My marriage was a difficult one and parenthood was also fraught with worry because my four children have chronic conditions so raising them mostly alone was often terribly frightening. When they were in bed I'd pour my heart out about the days events, how I felt, and wish for a better relationship with my mostly absent husband, their father, who was a selfish, often violent man. I was scared for much of my life. It was therapeutic and many entries were tear stained. They were very personal records. I'd hate anyone to read them. I was in deep despair and I know my children might feel some sort of guilt that my life when they were small and ill was so difficult.

I'd write every evening on my computer, mostly unloading my feelings and events of the day. I stored my records, from various computers over the years, on a memory stick.

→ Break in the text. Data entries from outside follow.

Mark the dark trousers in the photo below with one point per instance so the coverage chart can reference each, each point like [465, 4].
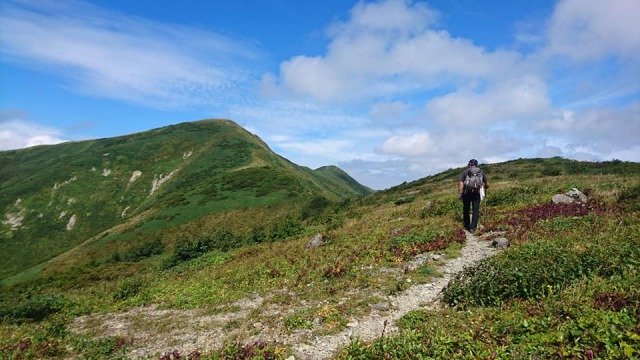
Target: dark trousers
[470, 201]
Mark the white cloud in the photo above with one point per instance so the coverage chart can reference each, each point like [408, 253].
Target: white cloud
[592, 29]
[108, 54]
[375, 54]
[388, 112]
[509, 99]
[417, 144]
[17, 133]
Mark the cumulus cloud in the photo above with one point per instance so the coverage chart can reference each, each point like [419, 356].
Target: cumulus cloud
[388, 112]
[592, 29]
[600, 131]
[17, 132]
[417, 144]
[374, 54]
[513, 98]
[108, 54]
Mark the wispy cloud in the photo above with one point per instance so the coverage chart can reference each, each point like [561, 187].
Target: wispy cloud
[17, 131]
[108, 54]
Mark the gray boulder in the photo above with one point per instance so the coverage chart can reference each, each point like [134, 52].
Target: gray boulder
[500, 243]
[571, 196]
[317, 240]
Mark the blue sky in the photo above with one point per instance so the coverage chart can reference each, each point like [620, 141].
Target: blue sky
[390, 90]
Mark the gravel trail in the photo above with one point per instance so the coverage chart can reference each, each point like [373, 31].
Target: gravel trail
[416, 297]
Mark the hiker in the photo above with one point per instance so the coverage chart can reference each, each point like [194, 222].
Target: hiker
[472, 183]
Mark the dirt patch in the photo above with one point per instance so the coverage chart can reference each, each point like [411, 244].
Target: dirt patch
[155, 331]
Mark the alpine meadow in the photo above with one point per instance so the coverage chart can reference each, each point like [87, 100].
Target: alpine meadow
[196, 241]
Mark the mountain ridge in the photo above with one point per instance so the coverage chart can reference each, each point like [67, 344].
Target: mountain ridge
[67, 193]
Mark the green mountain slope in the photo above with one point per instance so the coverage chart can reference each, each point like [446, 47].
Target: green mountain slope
[566, 287]
[54, 198]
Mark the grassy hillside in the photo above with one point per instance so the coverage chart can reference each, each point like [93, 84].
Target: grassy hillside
[566, 288]
[136, 188]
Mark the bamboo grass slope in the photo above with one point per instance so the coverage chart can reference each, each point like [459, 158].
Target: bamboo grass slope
[100, 192]
[234, 246]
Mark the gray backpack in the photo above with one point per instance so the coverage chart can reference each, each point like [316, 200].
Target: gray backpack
[473, 180]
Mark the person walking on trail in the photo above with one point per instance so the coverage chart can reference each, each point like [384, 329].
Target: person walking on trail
[471, 186]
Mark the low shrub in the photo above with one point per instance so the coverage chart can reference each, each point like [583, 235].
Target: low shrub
[533, 270]
[36, 308]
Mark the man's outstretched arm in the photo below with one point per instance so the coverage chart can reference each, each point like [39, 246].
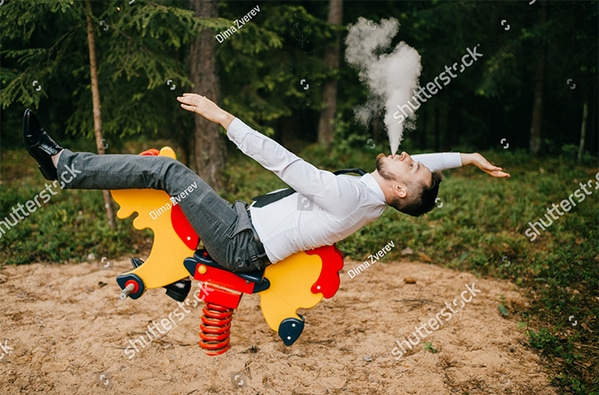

That stick went missing during a house move a few years ago and I am worried sick regarding where it might turn up and who will read it. sad

I also found my earlier teenage diaries when I was clearing out. I smiled about how I worried then about such trivial things and why I wrote so much about the ( unobtainable) boys I fancied. I think I might have spent my youth daydreaming about boys. I was so shy much of it was in my head. Again, such personal records and for my eyes only. Destroying those diaries from the 60s and 70s would be like erasing part of my life, but I should. There are some fascinating insights though, like having to find telephone boxes and shopping for mini skirts. I'd feel exposed and rather vulnerable if any of my diaries were read by anyone but me. They really are so personal..A journey into my head and emotions.